We’ve spilled quite a bit of digital ink discussing the Actual Value Initiative (AVI), the Office of Property Assessment’s (OPA) effort to reassess the properties in Philadelphia fairly and accurately. And while it’s clear that OPA did a rather imperfect job in their first effort to reassess Philadelphia’s 560K+ properties, we’re going to be stuck with these new assessments whether we like it or not. Back in June, City Council approved a new property tax rate of 1.34%. True, this rate is not nearly as destructive as the 1.8% number that was thrown around in 2012, but it’s still a very high number that will cause a hardship for many homeowners.

Graduate Hospital will see big tax increases

The Greater Philadelphia Association of REALTORS (GPAR) has hatched a plan to try to get that property tax rate down to a much more manageable 1%. The “Road to 1%” is a proposal that centers around the City raising additional tax dollars by collecting on the $1.6B (!) in delinquencies over sixteen different City taxes.

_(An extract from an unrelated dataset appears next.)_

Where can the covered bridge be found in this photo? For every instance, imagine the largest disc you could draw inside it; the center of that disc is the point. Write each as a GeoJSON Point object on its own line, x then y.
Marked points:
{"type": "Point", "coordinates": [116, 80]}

Rather than have the City pursue individual taxpayers (or non-taxpayers, more accurately), this plan would have the City sell tax lien certificates to an independent party who would then have to go through that process. From what we understand, the City would be able to get most of the $1.6B from this process, and the collections would be somebody else’s problem.

We’re hearing that this plan has gotten some buy-in from City Council, with a willingness to pass the necessary legislation on the local level and to help get the necessary laws passed in Harrisburg as well. Hopefully, this plan is as good as it sounds and it will pick up momentum once Council is back in session next month. And if we hear any new details about The Road to 1%, we’ll be sure to pass ’em along.

For more details, click here to watch a short video on the subject.

Now you’ll have to excuse us, we’re off to appeal our new tax bill.